Chapitre Six
Natacha,
Je suis allé au bateau de la Guilde. Oui, j'y suis retourné. Je voulais discuter avec Vaigali, pour éclaircir certaines zones sombres de ton passé. Bien sûr, il n'a pas voulu me répondre à moi, le « pauvre petit Selkie qui fait des courbettes au royaume lilty ». Par contre, il m'a donné cet éclat. Il l'a trouvé dans la chambre de Mina. Cette couleur lui a paru très étrange et il a préféré que je l'examine moi-même. Je ne sais pas grand-chose sur les cristaux mais je suis sûr que tu trouvera un porteur de cristal sur ton chemin. Je suis certain que ce porteur pourra nous aider.
Dès que tu as des informations, retrouve-moi à la Bibliothèque Royale de la Capitale – sans te faire prendre bien sûr.
Denko
P.S : N'oublie pas que tu es la cavalière de Jegran.

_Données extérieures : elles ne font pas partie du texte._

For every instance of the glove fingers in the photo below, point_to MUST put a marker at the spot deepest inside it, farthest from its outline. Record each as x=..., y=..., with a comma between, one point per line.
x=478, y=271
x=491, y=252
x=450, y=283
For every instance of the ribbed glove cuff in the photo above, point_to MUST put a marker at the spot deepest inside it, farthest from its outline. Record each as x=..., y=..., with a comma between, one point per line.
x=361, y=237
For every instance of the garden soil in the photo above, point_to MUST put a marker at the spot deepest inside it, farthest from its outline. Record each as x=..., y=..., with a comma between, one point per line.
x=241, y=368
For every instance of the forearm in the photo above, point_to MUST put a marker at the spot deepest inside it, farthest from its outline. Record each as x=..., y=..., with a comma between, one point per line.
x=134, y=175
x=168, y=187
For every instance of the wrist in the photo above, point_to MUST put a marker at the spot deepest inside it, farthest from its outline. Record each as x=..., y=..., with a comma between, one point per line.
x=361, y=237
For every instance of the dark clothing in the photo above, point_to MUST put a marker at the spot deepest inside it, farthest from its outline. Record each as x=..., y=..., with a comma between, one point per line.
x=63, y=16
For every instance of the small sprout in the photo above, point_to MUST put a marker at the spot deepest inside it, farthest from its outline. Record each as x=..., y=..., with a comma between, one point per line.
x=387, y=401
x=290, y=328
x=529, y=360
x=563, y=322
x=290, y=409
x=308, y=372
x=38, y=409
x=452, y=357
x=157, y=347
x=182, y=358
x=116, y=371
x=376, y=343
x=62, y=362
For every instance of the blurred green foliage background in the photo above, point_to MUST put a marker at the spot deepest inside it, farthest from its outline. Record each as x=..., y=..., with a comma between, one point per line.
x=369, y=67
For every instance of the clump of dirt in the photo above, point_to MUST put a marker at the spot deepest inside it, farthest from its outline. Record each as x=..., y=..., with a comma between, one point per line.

Le bal a lieu dans deux jours, au palais. Si tu n'y vas pas, Jegran te fera rechercher, morte ou vive.
- Qu'est-ce qu'il est écrit ?
- Je... Heu...
Grégory me prit la lettre des mains et la lut.
- Je vois... Qui est cette Mina ?
- Ma meilleure amie. Elle m'a aidée à m'enfuir de la Guilde mais a refusé de m'accompagner, aimant trop son peuple.
Il se frotta le menton. Est-ce permis d'être aussi... magnifique ?
- Il faut aller à la Bibliothèque.
- Mais nous n'avons aucune information !
- J'ai bien envie de rencontrer ce Denko.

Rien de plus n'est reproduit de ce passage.